"No," decreed Leoncia. "He is a wonderful liar. He is a very Wonderful liar, as we've all found out. Let us have some fun, He is dismounting now. Let the four of us dis— appear. Father!" With a wave of hand she indicated Enrico and all his sons. "You will sit around desolated over the loss of me. This scoundrel Torres will enter. You will be thirsty for information. He will tell you no one can guess what astounding lies about us. As for us, we'll hide behind the screen there. Come! All of you!"

And, catching the Queen by the hand and leading the way, with her eyes she commanded Francis and Henry to follow to the hiding place.
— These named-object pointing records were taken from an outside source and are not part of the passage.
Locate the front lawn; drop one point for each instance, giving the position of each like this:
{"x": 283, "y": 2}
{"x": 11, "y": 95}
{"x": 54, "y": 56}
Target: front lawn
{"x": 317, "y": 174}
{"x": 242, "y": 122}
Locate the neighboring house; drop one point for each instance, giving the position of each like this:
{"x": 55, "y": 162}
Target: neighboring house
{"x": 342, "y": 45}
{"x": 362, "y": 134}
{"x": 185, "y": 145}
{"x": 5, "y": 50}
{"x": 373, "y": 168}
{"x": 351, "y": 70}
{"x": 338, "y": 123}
And Torres entered upon a scene of sorrow which had been so recently real that Enrico and his sons had no difficulty in acting it. Enrico started up from his chair in eagerness of welcome and sank weakly back. Torres caught the other's hand in both his own and manifested deep sympathy and could not speak from emotion.

"Alas!" he finally managed heart-brokenly. "They are dead. She is dead, your beautiful daughter, Leoncia. And the two Gringo Morgans are dead with her. As Eicardo, there, must know, they died in the heart of the Maya Mountain.

"It is the home of mystery," he continued, after giving due time for the subsidence of the first violent outburst of Enrico's grief. "I was with them when they died. Had they followed my counsel, they would all have lived. But not even Leoncia would listen to the old friend of the Solanos. No, she must listen to the two Gringos. After incredible dangers I won my way out through the heart of the mountain, gazed down into the Valley of Lost Souls, and returned into the mountain to find them dying-"

Here, pursued by an Indian man-servant, the white hound bounded into the room, trembling and whining in excitement as with its nose it quested the multitudinous scents of the room that advertised his mistress. Before he could follow up to where the Queen hid behind the screen, Torres caught him, by the neck and turned him over to a couple of the Indian house-men to hold.

"Let the brute remain," said Torres. "I will tell you about him afterward. But first look at this." He pulled forth a handful of gems. "I knocked on the doors of the dead, and, behold, the Maya treasure is mine. I am the richest man in Panama, in all the Americas. I shall be powerful-"

"But you were with my daughter when she died." Enrico interrupted to sob, "Had she no word for me?" "Yes," Torres sobbed back, genuinely affected by the death-scene of his fancy. "She died with your name on her lips. Her last words were-"

But, with bulging eyes, he failed to complete his sentence, for he was watching Henry and Leoncia, in the most natural, casual manner in the world stroll down the room, immersed in quiet conversation. Not noticing Torres, they crossed over to the window still deep in talk.

"You were telling me her last words were…?" Enrico prompted.